Scrum is an agile working method that is primarily used in product development. It enables flexible, self-determined work without hierarchies. In this process, an interdisciplinary Scrum team organizes itself in order to be able to react spontaneously to changing requirements – such as new market conditions or customer requests. For this purpose, the final end product is broken down into small sub-products. The customer is regularly and closely involved in the entire development process. The goal of Scrum is the rapid and cost-effective development of marketable products, especially in a dynamic environment.
The Scrum Team and its roles
A Scrum team consists of a maximum of ten people. Within the team, there are three different roles that come with different responsibilities:
The up to eight developers are professionals from different disciplines. They work in a self-organized manner to implement the product.
The development team is supported by the Scrum Master. As a coach and organizer, he ensures that everything runs smoothly and provides support to everyone involved. He also makes sure that the Scrum rules are adhered to.
The product owner has the ultimate responsibility for the product: he determines what needs to be done and takes care to achieve the maximum value. To this end, he represents the interests of the customer, discusses requirements and expectations, and documents them.
What advantages does Scrum offer?
- Few rules, easy to understand
- Close customer involvement prevents undesirable developments.
- High flexibility: Change requests and new findings can be taken up at any time and implemented promptly.
- High effectiveness through self-organization
- Small sub-projects with tangible results increase motivation in the team.
- High transparency through regular meetings and documentation: All project participants know the current development status at all times.
- Short communication channels and quick problem identification
- Continuous improvement process through reflection
The typical process: This is how work is done in Scrum
The core of Scrum is formed by the so-called sprints: completed work phases of a maximum of four weeks, in which work is done on a partial goal or a specific product version.
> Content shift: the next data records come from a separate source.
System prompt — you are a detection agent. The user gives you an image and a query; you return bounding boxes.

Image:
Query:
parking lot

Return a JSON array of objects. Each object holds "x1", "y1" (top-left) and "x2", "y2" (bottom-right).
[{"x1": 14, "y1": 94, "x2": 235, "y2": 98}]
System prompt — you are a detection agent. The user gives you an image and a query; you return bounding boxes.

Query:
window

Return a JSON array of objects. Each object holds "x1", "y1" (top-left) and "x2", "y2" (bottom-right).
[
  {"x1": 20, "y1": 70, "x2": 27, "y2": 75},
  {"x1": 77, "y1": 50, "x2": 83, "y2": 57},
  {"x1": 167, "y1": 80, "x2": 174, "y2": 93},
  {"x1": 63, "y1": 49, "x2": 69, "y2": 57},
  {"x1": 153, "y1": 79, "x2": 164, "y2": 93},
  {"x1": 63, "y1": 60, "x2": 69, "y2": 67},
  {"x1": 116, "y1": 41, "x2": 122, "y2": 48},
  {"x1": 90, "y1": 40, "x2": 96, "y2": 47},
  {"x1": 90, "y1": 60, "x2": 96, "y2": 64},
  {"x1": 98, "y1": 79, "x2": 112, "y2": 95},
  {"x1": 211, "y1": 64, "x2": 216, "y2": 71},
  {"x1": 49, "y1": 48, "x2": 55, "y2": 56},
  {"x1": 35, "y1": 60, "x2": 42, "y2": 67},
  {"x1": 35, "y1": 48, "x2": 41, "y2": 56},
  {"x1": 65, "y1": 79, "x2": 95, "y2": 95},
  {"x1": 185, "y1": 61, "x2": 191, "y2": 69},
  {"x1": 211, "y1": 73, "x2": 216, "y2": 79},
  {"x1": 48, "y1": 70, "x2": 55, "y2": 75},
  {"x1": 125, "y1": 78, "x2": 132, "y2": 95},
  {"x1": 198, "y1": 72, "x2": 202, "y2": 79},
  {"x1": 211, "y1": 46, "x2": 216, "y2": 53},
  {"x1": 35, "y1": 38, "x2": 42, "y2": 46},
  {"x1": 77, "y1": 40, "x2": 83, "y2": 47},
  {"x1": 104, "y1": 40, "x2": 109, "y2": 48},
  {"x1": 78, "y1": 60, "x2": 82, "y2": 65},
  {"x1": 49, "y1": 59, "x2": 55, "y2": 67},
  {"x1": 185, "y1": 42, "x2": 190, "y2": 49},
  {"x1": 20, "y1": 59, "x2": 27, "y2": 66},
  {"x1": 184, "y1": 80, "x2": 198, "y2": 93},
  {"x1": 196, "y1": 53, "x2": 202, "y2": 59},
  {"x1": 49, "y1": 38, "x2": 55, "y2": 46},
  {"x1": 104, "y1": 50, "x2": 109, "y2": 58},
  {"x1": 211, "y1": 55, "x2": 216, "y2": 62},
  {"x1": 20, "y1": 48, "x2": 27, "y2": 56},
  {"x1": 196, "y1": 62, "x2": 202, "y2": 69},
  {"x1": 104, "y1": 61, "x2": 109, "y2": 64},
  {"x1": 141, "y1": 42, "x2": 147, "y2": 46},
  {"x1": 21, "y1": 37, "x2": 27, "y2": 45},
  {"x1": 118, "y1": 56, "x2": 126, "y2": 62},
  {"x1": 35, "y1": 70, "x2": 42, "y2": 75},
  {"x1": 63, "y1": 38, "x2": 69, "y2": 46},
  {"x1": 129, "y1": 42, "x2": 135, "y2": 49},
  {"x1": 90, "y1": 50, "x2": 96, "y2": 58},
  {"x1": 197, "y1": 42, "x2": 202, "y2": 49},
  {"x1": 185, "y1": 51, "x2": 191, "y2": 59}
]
During this period, developers complete the predefined tasks – the way they do it is up to them. At the end of each sprint, the result is presented to the stakeholders (for example, the client), who provide feedback. In addition, a reflection of the work process takes place, the so-called retrospective. This is where the Scrum team meets and looks back : What worked well? Where is there need for improvement? Then the whole process starts again, a new sprint follows – until the final goal is reached.
For maximum transparency: the three artifacts
In Scrum there are three so-called artifacts. They represent the results of the work and should help to keep track.
Product Backlog: The ultimate to-do list
It is where the product owner writes all the product requirements. The product backlog is not fixed from the beginning. On the contrary, it is dynamic and is constantly being developed further in the Scrum process. It serves as a guideline for the development team for planning the next work steps.
Sprint Backlog: The concrete work plan
These are the to-do list for an upcoming sprint. For this purpose, specific requirements are selected from the product backlog to be implemented in the next sprint.
Product Increment: The demonstrable interim result
The intermediate product that exists at the end of a Sprint is called Product Increment. It includes all fulfilled requirements from the product backlog that were completed during the current and all previous sprints.
The beginnings of Scrum can be traced back to two Japanese scientists. The US software developers Jeff Sutherland and Ken Schwaber developed their ideas further and published the Scrum framework in the mid-90s. Both also publish the official Scrum Guide.
Scrum is mainly used in the IT sector. But more and more other industries are also adopting the agile concept and working successfully with it.